The project, dubbed Human Heredity and Health in Africa (H3Africa), involved biomedical research, which normally used blood samples or body tissues, was the broad area of science that looked for ways to prevent and treat diseases that cause illness and death in people and animals.
A Senior Lecturer at the University of Ghana School of Public Health, Dr Paulina Tindana, who gave some key findings from the project, said it was appropriate to communicate to community members what the scientists did with their blood samples and tissues when they were done with their research.
She said community engagement had been recognised as an important aspect of the ethical conduct of biomedical research, especially when the research was focused on ethnically or culturally distinct populations.
The two-day meeting, which was aimed at reviewing the impact of the project after its implementation over the last four years and was dubbed, “Community engagement for genomics and biobanking in Africa (CEBioGen)”.

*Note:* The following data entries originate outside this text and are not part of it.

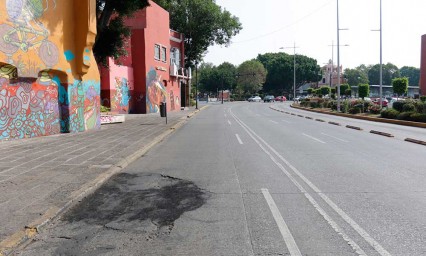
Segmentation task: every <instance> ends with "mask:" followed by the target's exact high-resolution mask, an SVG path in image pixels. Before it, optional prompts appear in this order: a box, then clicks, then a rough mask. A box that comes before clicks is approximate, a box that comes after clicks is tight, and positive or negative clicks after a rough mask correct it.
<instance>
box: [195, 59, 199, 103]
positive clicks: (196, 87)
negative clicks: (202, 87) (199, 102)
mask: <svg viewBox="0 0 426 256" xmlns="http://www.w3.org/2000/svg"><path fill="white" fill-rule="evenodd" d="M195 109H198V62H196V63H195Z"/></svg>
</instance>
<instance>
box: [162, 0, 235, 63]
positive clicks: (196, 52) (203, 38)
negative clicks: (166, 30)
mask: <svg viewBox="0 0 426 256" xmlns="http://www.w3.org/2000/svg"><path fill="white" fill-rule="evenodd" d="M154 1H155V2H156V3H157V4H159V5H160V6H162V7H163V8H164V9H166V10H167V11H168V12H169V13H170V26H171V28H172V29H174V30H176V31H178V32H180V33H183V34H184V35H185V66H192V67H193V66H195V65H196V63H200V62H201V60H202V57H203V55H204V53H205V52H206V51H207V48H208V47H209V46H211V45H214V44H218V45H228V44H230V42H231V38H232V37H233V36H235V35H237V34H238V33H239V31H240V30H241V29H242V26H241V23H240V21H239V19H238V18H237V17H236V16H233V15H232V14H231V13H230V12H229V11H227V10H223V9H222V8H221V7H220V6H218V5H217V4H216V3H215V1H211V0H154Z"/></svg>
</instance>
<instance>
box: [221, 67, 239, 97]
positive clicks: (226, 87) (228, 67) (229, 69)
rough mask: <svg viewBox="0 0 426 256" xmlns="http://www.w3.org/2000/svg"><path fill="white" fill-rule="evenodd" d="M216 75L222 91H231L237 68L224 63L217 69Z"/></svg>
mask: <svg viewBox="0 0 426 256" xmlns="http://www.w3.org/2000/svg"><path fill="white" fill-rule="evenodd" d="M217 73H218V75H219V79H220V82H221V87H222V86H223V89H224V90H231V89H232V88H233V87H234V85H235V84H236V80H237V79H236V73H237V68H236V67H235V66H234V65H232V64H231V63H229V62H224V63H222V64H220V65H219V66H218V67H217Z"/></svg>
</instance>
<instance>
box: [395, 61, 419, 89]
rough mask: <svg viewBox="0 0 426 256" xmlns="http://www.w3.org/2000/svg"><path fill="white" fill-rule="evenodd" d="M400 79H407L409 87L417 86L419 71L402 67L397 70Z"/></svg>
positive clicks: (411, 68)
mask: <svg viewBox="0 0 426 256" xmlns="http://www.w3.org/2000/svg"><path fill="white" fill-rule="evenodd" d="M399 73H400V75H401V77H407V78H408V85H409V86H419V80H420V69H419V68H415V67H408V66H404V67H402V68H401V69H400V70H399Z"/></svg>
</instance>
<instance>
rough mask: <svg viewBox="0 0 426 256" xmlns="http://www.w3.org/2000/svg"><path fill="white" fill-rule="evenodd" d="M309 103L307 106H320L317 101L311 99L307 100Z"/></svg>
mask: <svg viewBox="0 0 426 256" xmlns="http://www.w3.org/2000/svg"><path fill="white" fill-rule="evenodd" d="M309 103H310V104H309V106H310V107H311V108H319V107H320V105H319V103H318V102H315V101H312V102H309Z"/></svg>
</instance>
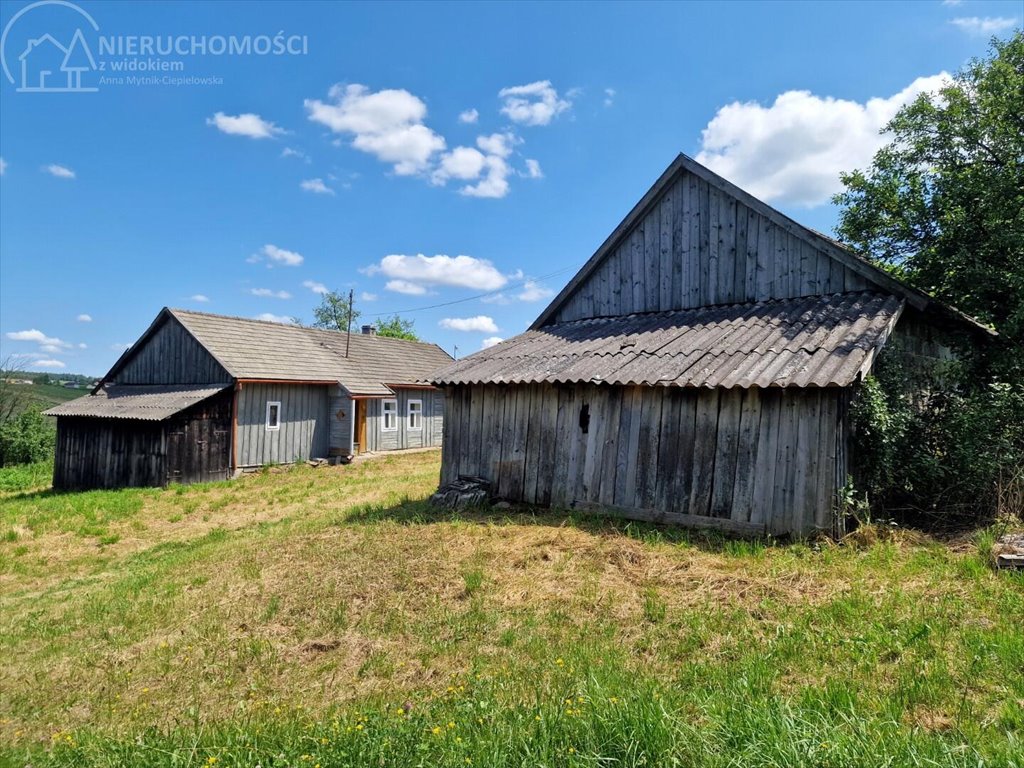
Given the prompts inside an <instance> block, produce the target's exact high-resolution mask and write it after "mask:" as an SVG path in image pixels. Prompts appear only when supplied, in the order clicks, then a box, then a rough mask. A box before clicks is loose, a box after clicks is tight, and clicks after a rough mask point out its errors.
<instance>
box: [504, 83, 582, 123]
mask: <svg viewBox="0 0 1024 768" xmlns="http://www.w3.org/2000/svg"><path fill="white" fill-rule="evenodd" d="M498 96H499V98H501V99H503V101H504V103H503V105H502V114H503V115H506V116H508V118H509V120H511V121H512V122H513V123H520V124H521V125H548V124H549V123H550V122H551V121H552V120H554V119H555V117H556V116H557V115H559V114H561V113H563V112H565V111H566V110H568V109H569V108H570V106H571V105H572V104H571V102H570V101H568V100H567V99H564V98H560V97H559V96H558V91H556V90H555V89H554V88H553V87H552V85H551V81H550V80H540V81H538V82H536V83H529V84H528V85H516V86H512V87H510V88H502V89H501V91H499V92H498Z"/></svg>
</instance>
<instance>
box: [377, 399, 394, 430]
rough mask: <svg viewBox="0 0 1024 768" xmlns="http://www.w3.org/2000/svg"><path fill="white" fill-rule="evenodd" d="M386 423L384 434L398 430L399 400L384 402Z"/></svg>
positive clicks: (382, 425)
mask: <svg viewBox="0 0 1024 768" xmlns="http://www.w3.org/2000/svg"><path fill="white" fill-rule="evenodd" d="M383 414H384V423H383V424H381V431H382V432H393V431H395V430H396V429H397V428H398V400H384V411H383Z"/></svg>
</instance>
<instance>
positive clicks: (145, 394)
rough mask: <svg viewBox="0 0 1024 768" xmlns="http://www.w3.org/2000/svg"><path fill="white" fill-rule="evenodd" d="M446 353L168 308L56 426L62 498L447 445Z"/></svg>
mask: <svg viewBox="0 0 1024 768" xmlns="http://www.w3.org/2000/svg"><path fill="white" fill-rule="evenodd" d="M451 360H452V357H451V356H450V355H449V354H447V353H446V352H444V350H442V349H441V348H440V347H438V346H436V345H435V344H425V343H422V342H418V341H408V340H404V339H391V338H385V337H381V336H377V335H376V334H374V333H372V329H371V328H370V327H367V328H365V329H364V333H359V334H352V335H351V337H348V336H347V335H346V334H344V333H340V332H337V331H324V330H318V329H312V328H302V327H298V326H290V325H283V324H279V323H265V322H262V321H253V319H246V318H244V317H228V316H224V315H218V314H210V313H207V312H193V311H186V310H182V309H168V308H164V309H163V310H161V312H160V313H159V314H158V315H157V318H156V319H155V321H154V322H153V324H152V325H151V326H150V328H148V329H146V331H145V332H144V333H143V334H142V336H141V337H140V338H139V340H138V341H137V342H135V344H133V345H132V347H131V348H130V349H128V350H127V351H126V352H125V353H124V354H123V355H122V356H121V358H120V359H119V360H118V361H117V362H116V364H115V365H114V367H113V368H112V369H111V371H110V372H109V373H108V374H106V375H105V376H104V377H103V378H102V379H101V380H100V382H99V383H98V385H97V386H96V388H95V389H94V391H93V392H92V393H91V394H90V395H87V396H85V397H80V398H78V399H76V400H72V401H70V402H67V403H62V404H60V406H57V407H55V408H52V409H50V410H49V411H47V412H46V413H47V414H48V415H50V416H55V417H56V418H57V444H56V455H55V462H54V469H53V485H54V487H56V488H65V489H71V488H90V487H119V486H125V485H164V484H166V483H168V482H199V481H206V480H216V479H224V478H226V477H228V476H230V475H231V474H233V473H234V472H238V471H241V470H244V469H247V468H253V467H259V466H263V465H267V464H290V463H294V462H299V461H304V460H307V459H315V458H324V459H329V458H332V457H349V456H352V455H354V454H358V453H366V452H377V451H395V450H400V449H409V447H430V446H437V445H439V444H440V441H441V422H442V419H443V393H442V392H441V391H440V390H438V389H437V388H435V387H433V386H432V385H430V384H429V383H428V382H427V381H426V380H427V379H428V378H429V376H430V374H431V373H432V372H433V371H434V370H436V369H437V368H439V367H441V366H443V365H445V364H446V362H451Z"/></svg>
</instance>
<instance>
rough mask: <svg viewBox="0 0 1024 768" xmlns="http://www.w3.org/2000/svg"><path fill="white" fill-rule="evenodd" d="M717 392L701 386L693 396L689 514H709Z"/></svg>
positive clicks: (717, 424) (713, 472)
mask: <svg viewBox="0 0 1024 768" xmlns="http://www.w3.org/2000/svg"><path fill="white" fill-rule="evenodd" d="M718 415H719V391H718V390H717V389H701V390H699V391H698V393H697V399H696V423H695V431H694V433H693V462H692V464H691V466H692V467H693V470H692V472H693V484H692V486H691V488H690V507H689V509H690V514H691V515H709V514H710V513H711V495H712V488H713V487H714V477H715V456H716V453H717V442H718Z"/></svg>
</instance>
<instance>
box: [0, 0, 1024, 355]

Genomics is an interdisciplinary field of biology focusing on the structure, function, evolution, mapping and editing of genomes.
A genome is an organism’s complete set of DNA.
Biobanking on the other hand is the process by which samples of bodily fluid or tissue are collected, annotated, stored and redistributed for research to improve understanding of health and diseases.
Participants at the meeting were drawn from project sites in Ghana, Nigeria, Kenya and South Africa.
According to Dr Tindana, Genomic research raised important ethical questions such as the appropriate consent models for the use of archived samples, data sharing, privacy and confidentiality, how communities should be engaged in the research process and how to communicate genetic results to research participants.